Но тогда пришлось бы отнести в разряд курьезов и гегелевское решение вопроса об отношении истины и красоты, его тезис о наличии между ними внутренней, интимной связи. По этому пути пошли, как известно, очень многие представители теоретической эстетики и искусствознания. Но этот путь, если двигаться по нему неукоснительно и последовательно, приводит в тупик полного релятивизма, к отрицанию всякой возможности [325] установить прочные закономерные связи между тем миром, который открывает человеку наука, и тем миром, который рисует людям искусство, воображение, управляемое стремлением к красоте. Тогда эти два мира оказываются несоизмеримыми, между ними воцаряется непереходимый дуализм.
И тогда сама эстетика становится невозможной, ибо за теоретическим взглядом на развитие искусства тем самым отрицается всякое право на компетентное суждение, на анализ перспектив, на прогноз, вообще на позицию. Тогда исчезает всякая возможность теоретического различения в сфере искусства, и единственно правомочным судией здесь остается индивидуальный вкус. А это, как известно, судья весьма пристрастный, ненадежный и капризный.

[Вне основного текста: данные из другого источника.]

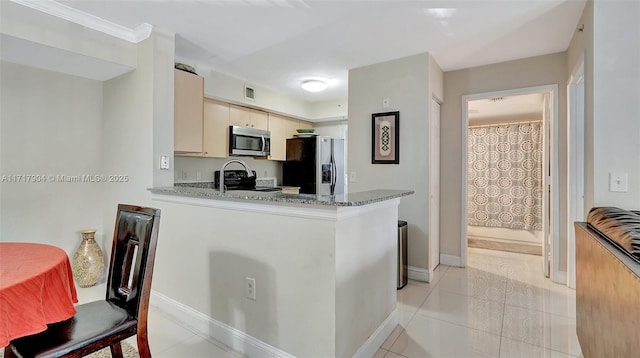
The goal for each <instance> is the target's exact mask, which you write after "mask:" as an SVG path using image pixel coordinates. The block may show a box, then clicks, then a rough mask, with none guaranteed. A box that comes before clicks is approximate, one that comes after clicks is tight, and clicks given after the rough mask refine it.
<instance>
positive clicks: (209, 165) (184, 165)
mask: <svg viewBox="0 0 640 358" xmlns="http://www.w3.org/2000/svg"><path fill="white" fill-rule="evenodd" d="M229 159H240V160H242V161H244V162H245V163H247V165H248V166H249V167H250V168H251V170H255V171H256V174H257V176H258V178H276V181H277V184H280V183H281V182H282V164H281V163H280V162H276V161H271V160H263V159H253V158H252V157H230V158H197V157H177V156H176V157H175V159H174V162H175V165H174V182H175V183H185V182H212V181H213V172H214V171H216V170H220V167H221V166H222V165H223V164H224V163H225V162H226V161H227V160H229ZM227 169H242V167H241V166H240V165H238V164H230V165H229V166H228V167H227Z"/></svg>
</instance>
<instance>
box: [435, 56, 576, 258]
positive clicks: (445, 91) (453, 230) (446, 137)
mask: <svg viewBox="0 0 640 358" xmlns="http://www.w3.org/2000/svg"><path fill="white" fill-rule="evenodd" d="M566 61H567V60H566V53H556V54H550V55H544V56H538V57H532V58H526V59H521V60H515V61H509V62H503V63H497V64H492V65H486V66H481V67H474V68H469V69H463V70H458V71H451V72H445V74H444V96H445V99H446V100H445V102H444V104H443V106H442V124H441V138H442V140H441V143H442V144H441V152H442V154H441V164H440V170H441V173H440V180H441V186H440V198H441V200H440V202H441V211H440V233H441V236H440V251H441V253H443V254H446V255H452V256H460V255H461V247H460V243H461V231H462V230H461V229H462V218H461V215H462V213H463V210H464V209H465V208H463V207H462V202H463V200H462V197H461V192H460V188H461V187H462V181H463V180H466V178H463V177H462V155H463V154H462V153H463V152H462V151H463V150H466V148H462V146H463V144H462V131H463V130H466V129H464V128H463V124H462V121H463V120H462V96H464V95H470V94H476V93H484V92H493V91H502V90H510V89H518V88H525V87H534V86H543V85H553V84H557V85H558V117H559V118H557V120H558V138H560V140H559V148H558V158H559V163H558V164H559V167H560V173H559V178H558V179H559V183H560V188H559V195H560V208H559V209H560V213H559V214H560V230H561V231H560V247H561V250H565V249H566V229H563V227H566V225H563V224H562V223H564V222H566V184H563V183H566V175H565V172H566V170H565V169H564V168H566V141H564V140H563V139H562V138H566V113H567V110H566V102H567V96H566V82H567V78H568V75H567V63H566ZM565 257H566V252H564V251H562V252H561V253H560V258H561V264H560V266H561V268H560V269H561V270H562V267H564V265H563V264H564V262H565V261H564V258H565ZM565 265H566V264H565Z"/></svg>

И может показаться, что человек вообще здесь обречен на безысходный дуализм и каждый раз, оказываясь перед произведением искусства, вынужден выбирать между точкой зрения жесткого доктринерства, с одной стороны, и полной автономией личного вкуса, сознательно приглушающего голос рефлексии, игнорирующего ее доводы…
Что же лучше, или, вернее, что же хуже?
Превращение логической доктрины в решающий принцип отношения к художнику и его творениям сделало Гегеля глухим к музыке Бетховена (ибо отношение это не личная причуда, оно концептуально). С другой же стороны, вкус эклектически воспитанный вообще не в состоянии различить ослиный хвост и кисть Пикассо.
Разумеется, остаётся еще и испытанный метод эклектического «смягчения» крайностей: меряй-де искусство критериями доктрины, но оставляй права и за голосом личного вкуса, нерефлектирующего настроения… Это, конечно, не решение — проблема просто тысячекратно множится, воспроизводится каждый раз в том же виде, и в неясных случаях индивидуум опять оказывается в положении буриданова осла.
Нам кажется, что решение проблемы невозможно без устранения одной философско-теоретической предпосылки, одного старого предрассудка.
А именно — того представления, что человек и человечество изначально заперты в сфере феноменов сознания и не имеют выхода к объекту, а потому вынуждены один феномен мерить мерой другого феномена [326] и никогда оба эти феномена — третьей мерой, мерой реальности.
Если сохраняется этот предрассудок, именуемый нами философским идеализмом, то альтернатива — жесткий догматизм доктринерства или полный релятивизм эстетической оценки — остается также роковой.
У Гегеля мерой художественного сознания и его продуктов остается Логика, Логическое мышление, чисто теоретический интеллект, в коем он усматривает энтелехию, начало и цель всего духовного развития. У Шеллинга мы имеем обратную схему: здесь интуиция гения художника, гения продуктивного воображения становится судьей над наукой, а логическая истина — лишь отсветом интуитивно ухватываемого «абсолюта».
Между этими полюсными точками можно расположить массу промежуточных решений, в том числе такого масштаба, как система Б. Кроче. При любом из таких вариантов проблема остается трагически неразрешимой. Логическое конструирование не даст решения, сколько и как ни подмешивай к нему дозу иррациональной интуиции. Как, разумеется, и наоборот.
Одну форму сознания вообще рискованно превращать в критерий суда над другой формой сознания — это всегда чревато тяжкими «судебными ошибками». Науку (логически-теоретический интеллект) и продуктивное воображение, управляемое принципом красоты (то есть искусство), ни в коем случае нельзя рассматривать как высшую и низшую по рангу ступень феноменологии духа. Нельзя рассматривать одну из них как «несовершенный образ» другой. Ни красоту в качестве не до конца разоблачившейся истины, ни истину в качестве препарированной красоты.
Это — две самостоятельные, равноправные по отношению друг к другу формы сознания. Одна из них не является несовершенной, «неадекватной» копией с другой.
Но как же тогда сохранить при этом понимание внутреннего отношения между истиной и красотой, между наукой и искусством?
Только через «третье». И этим «третьим» не может быть очередная форма сознания и воли, очередная сфера феноменологии, будь то мораль или право, философия или религия.
Этим «третьим» может быть только их общий предмет — объективная реальность в том ее серьезном [327] понимании, которое установила серьезная материалистическая традиция в философии.
В этом случае можно понять, почему при всей автономности и суверенности по отношению друг к другу сфера «красоты», мир образов искусства, обнаруживает со сферой науки, с царством понятий, по существу, родственные черты, почему мир науки в конце концов «похож», так сказать, «изоморфен» миру художественных образов.